Ancient history news

The Justinian plague

At http://phys.org/print261121955.html ... we have one of those frustrating press releases from a university, a letter of intent - future plans. Scientists, it says, are going to take a trip back to the Byzantine Empire - by studying a sediment core from Lake Nar in central Turkey, purportedly the 'epi-centre' of the plague of Justinian. It is thought to have wiped out a quarter of the population in the eastern Mediterranean region, between AD541-750. Now, plague may well have been recurring over a long period of time, but is this timeline really authentic?

C14 anomaly at Nineveh

The C14 anomaly at Nineveh is being discussed at the New Chronology forum - NewChronology [at] yahoo [dot] groups [dot] com ... and it seems a reason for the discrepancy, some 150 years, between the historical ending of Nineveh in 612BC and a C14 date obtained from the destruction layer, is being put down to a fish diet - old carbon in river water. However, see www.cybis.se/forfun/dendro/index.htm where Scandinavians, checking out the Belfast dendro, say it is out by a couple of centuries. Baillie is yet to respond.

Tiahuanaco

Mention this place and one is immediately reminded of Eric Von Daniken, if one is old enough of course, and ideas of gods in spaceships, aliens on Meso-american carvings and inscriptions, and the like, visiting the Earth and impregnating 'backward' humanity etc and so on. Tiahuanaco has popped up at www.thunderbolts.info/wp/2012/04/30/tiwanaku/ where we are told the C14 dates assigned to the city are somehow in error as they only indicate Tiahuanaco was active 3700 years ago.

Dating Thera

Various attempts to equate the low growth tree ring event of 1628-5BC with the Thera volcano are not supported by acidity peaks in ice cores. Whereas Mike Baillie sought to show a 40 year error/difference between tree ring dates and those of ice cores there are in fact a number of acidity peaks in GISP2, at 1669, 1623, 1602, 1600, 1594, and 1577BC. These are best described as originating in volcanoes - but only those eruptions with a sulphur content.

Hannibal

Hannibal, with his elephants, crossed the Alps and descended on the plains of northern Italy and over the course of the next 12 years fought a series of major battles with the Romans. In 2011 he was actually at the gates of Rome, and had defeated Roman armies and was a potent threat - but within a few years he had retreated to the heel of Italy, and then to Cathage itself, finally defeated by the Romans - but was  there an underlying reason for why his fortunes went into decline?

Dating the birth of Christ - seeing as it's christmas

It is recognised there is uncertainty on when the modern dating system kicked in and if AD1 has any connection with the Birth of Christ - not least the various talks and articles by Steve Mitchell and Lawrence Dixon on dating systems in the Roman and post-Roman periods, as published in SIS publications and during member meetings (last autumn for example). Now, consensus would have you believe there is nothing amiss but someone else has been doing some digging around - not spending a great deal of time on the subject, however, but enough to put a spanner in the works - so to speak.
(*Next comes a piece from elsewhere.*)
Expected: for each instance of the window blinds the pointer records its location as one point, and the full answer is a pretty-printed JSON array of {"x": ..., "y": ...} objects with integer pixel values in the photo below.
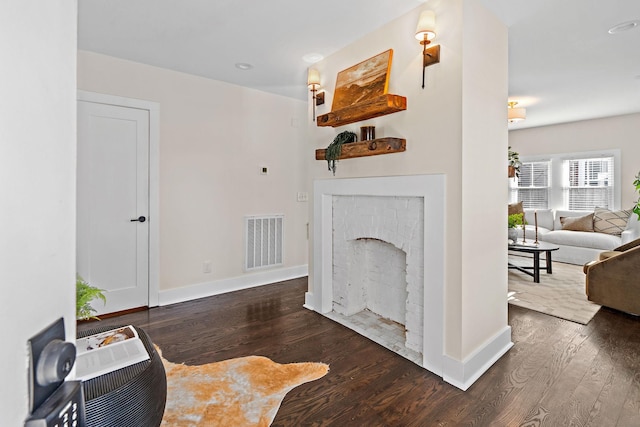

Hannibal and his elephants

I make no comment on this inclusion, sent in by Gary Gilligan, a link to a piece that asks if Hannibal really crossed the Alps with an army - and some elephants. The gist of the piece is a bit of grist, and that is that historians accept he did but when it comes to events in the Bible such as the Exodus they cast doubt on the authenticity of such things. See http://anebooks.blogspot.com/2007/05/hannibal-and-alps.html. One aspect missing is that most of the Roman period was warm - warmer than today.

Egyptian statuary

At http://popular-archaeology/com/issue/september-2011/article/royal-statua... (if link does not work go to http://popular-archaeology.com and scroll down for the article) ... is a nice subject that illustrates the differences in culture in Egypt between the 3rd and 2nd millenniums BC. There are noticeable changing trends and fashion in statuary - and in the underlying religion and view of kingship. It was evolving. One major trend was the development of portraiture - and naturalism in art.

'The Troy Deception'

In the book, 'The Troy Deception, volume One: Finding the Plain of Troy', John Crowe has mustered some 300 pages of text that are easy to read and understand what he has to say. He is not saying he has found the city of Troy - it is Homer's 'theatre of war', the plain of Troy, that he considers he has identified. It lies in the region known once as Mysia, around Teuthrona and Pergamon. This is where the Achaean Greeks first fought on Asian soil - before going on to Troy.

Minoans in Canaan

At http://popular-archaeology.com/issue/april-2011/article/archaeologists-u... - this is a subject that reads like something right out of Ages in Chaos, and various SIS articles on similarities between Late Bronze Canaanite culture, literature, and language, and the Aegean world. Excavations at a huge Middle Bronze Age Canaanite palace complex near ancient Acco, at Tell Kabri, has been found to have origins as far back as Middle Bronze I.